Just as BAE Systems had its eye on full-rate production from the start, the company has also striven for a full ship-to-shore amphibious capability despite lower requirements set for this first increment of the ACV program. The ACV 1.1 is not required to self-deploy from the well deck of an amphibious ship to the shore – the Marine Corps decided to wait and introduce that requirement into ACV 1.2 – but Iveco’s design has a proven ship-to-shore capability and BAE Systems has only made enhancements to the design rather than backing away from the full capability.

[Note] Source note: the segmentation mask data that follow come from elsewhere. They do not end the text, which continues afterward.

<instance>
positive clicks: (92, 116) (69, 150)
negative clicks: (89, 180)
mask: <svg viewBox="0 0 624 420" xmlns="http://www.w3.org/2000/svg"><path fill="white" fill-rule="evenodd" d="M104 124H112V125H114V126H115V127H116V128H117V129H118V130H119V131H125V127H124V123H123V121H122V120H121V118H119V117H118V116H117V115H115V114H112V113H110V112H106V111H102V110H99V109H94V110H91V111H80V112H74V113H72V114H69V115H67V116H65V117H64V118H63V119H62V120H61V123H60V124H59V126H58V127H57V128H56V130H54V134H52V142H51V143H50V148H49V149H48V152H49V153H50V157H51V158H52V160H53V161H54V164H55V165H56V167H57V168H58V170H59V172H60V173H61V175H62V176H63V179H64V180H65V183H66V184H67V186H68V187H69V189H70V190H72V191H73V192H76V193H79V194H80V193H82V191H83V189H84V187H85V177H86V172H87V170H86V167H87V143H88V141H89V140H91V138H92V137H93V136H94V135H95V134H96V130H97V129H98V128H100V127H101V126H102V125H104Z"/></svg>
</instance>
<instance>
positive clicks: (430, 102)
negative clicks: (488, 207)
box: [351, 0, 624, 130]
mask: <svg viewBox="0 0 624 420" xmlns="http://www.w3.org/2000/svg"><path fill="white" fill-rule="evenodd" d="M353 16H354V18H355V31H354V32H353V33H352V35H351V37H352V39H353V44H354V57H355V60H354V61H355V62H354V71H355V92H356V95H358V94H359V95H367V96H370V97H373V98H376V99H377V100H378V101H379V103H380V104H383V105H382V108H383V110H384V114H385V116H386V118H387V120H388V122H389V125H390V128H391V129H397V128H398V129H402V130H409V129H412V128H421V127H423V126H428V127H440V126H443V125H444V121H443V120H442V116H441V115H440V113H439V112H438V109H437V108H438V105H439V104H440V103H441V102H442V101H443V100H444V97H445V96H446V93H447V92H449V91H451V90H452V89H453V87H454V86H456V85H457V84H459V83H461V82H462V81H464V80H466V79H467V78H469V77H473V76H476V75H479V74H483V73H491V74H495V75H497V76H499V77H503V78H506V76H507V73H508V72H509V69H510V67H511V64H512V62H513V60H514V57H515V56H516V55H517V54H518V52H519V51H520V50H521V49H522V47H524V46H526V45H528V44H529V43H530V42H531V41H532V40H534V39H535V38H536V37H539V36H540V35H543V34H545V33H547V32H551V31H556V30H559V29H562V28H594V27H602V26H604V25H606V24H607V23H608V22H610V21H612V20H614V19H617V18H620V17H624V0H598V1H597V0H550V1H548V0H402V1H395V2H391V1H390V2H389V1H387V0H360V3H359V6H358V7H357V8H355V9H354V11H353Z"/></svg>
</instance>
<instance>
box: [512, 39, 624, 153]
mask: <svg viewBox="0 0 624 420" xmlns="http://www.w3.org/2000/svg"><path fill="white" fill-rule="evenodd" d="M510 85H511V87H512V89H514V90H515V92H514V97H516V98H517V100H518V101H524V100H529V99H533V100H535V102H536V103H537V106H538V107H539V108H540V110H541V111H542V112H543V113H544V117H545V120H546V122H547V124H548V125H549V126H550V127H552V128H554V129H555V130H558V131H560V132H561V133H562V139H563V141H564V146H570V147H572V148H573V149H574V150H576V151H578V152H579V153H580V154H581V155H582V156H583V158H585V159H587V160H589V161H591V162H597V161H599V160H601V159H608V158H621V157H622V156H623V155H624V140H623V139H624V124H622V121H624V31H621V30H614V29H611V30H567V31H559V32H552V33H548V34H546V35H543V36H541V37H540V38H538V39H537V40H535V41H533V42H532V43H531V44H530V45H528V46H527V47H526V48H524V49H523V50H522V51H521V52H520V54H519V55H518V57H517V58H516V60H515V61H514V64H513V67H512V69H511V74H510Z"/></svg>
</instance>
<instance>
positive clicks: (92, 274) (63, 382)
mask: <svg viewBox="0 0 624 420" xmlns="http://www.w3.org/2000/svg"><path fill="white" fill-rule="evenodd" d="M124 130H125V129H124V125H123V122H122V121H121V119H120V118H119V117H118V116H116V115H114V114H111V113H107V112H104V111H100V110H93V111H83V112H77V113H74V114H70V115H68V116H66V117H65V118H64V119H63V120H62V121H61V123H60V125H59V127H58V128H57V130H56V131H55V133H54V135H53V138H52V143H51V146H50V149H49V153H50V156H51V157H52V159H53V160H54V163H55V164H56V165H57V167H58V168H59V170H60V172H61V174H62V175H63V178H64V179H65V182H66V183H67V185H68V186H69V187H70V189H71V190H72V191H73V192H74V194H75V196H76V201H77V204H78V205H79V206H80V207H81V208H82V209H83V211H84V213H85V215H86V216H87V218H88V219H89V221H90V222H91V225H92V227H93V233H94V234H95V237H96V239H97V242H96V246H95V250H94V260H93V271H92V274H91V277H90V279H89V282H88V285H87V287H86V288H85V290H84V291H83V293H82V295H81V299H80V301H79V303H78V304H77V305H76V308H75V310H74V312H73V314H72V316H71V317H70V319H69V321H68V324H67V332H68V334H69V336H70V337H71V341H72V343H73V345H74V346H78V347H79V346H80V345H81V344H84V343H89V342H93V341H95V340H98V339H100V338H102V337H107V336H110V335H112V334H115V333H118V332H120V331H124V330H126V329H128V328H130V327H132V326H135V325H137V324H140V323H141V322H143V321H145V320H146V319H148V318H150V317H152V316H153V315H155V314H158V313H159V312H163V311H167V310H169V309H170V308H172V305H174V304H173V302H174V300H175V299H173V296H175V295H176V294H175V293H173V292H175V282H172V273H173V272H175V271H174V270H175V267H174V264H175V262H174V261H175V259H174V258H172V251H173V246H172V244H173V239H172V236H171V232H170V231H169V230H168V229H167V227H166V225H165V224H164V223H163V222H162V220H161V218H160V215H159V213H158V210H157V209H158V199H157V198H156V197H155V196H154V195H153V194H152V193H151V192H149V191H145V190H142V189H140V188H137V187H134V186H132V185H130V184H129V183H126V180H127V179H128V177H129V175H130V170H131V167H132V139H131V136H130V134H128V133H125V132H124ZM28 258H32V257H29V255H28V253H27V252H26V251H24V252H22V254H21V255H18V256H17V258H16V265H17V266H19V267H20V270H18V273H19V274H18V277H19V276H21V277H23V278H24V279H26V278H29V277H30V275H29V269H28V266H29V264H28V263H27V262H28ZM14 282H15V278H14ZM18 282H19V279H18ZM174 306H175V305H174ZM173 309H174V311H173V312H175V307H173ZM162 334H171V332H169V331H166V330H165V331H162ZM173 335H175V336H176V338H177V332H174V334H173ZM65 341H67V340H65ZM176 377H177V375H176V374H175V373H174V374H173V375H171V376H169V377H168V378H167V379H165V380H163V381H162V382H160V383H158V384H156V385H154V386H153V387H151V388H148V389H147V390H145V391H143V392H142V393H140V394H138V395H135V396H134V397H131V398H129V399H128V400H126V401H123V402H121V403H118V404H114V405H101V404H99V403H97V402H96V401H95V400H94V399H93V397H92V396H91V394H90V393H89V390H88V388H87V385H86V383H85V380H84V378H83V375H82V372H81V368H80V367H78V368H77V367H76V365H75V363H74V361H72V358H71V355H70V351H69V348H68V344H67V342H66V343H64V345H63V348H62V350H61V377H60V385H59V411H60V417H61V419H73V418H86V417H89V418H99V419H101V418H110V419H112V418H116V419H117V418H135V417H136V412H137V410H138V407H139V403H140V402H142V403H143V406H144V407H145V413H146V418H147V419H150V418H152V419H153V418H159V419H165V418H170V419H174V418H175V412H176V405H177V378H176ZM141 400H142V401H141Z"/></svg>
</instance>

In fact, the only change BAE Systems made to the Iveco design was to upgrade the engine from 500 horsepower to 700, which required elongating the engine compartment by about three inches, Swift said. The additional power is not needed now but increases the vehicle’s flexibility to take on future weapons, active protection systems or whatever else the Marine Corps may want to use in the future.

Swift said Iveco wanted to validate the design change with its own internally funded testing, which is ongoing now. The Italian company completed a prototype vehicle in February and brought it to Fiat’s test track in Milan, where the vehicle drove about 3,000 miles. The vehicle has now been sent to the Italian military, where the army will test the vehicle this month and the navy will conduct a series of open ocean swims and amphibious ship launches and recoveries at sea.

Megan Eckstein

Megan Eckstein

Megan Eckstein is the former deputy editor for USNI News.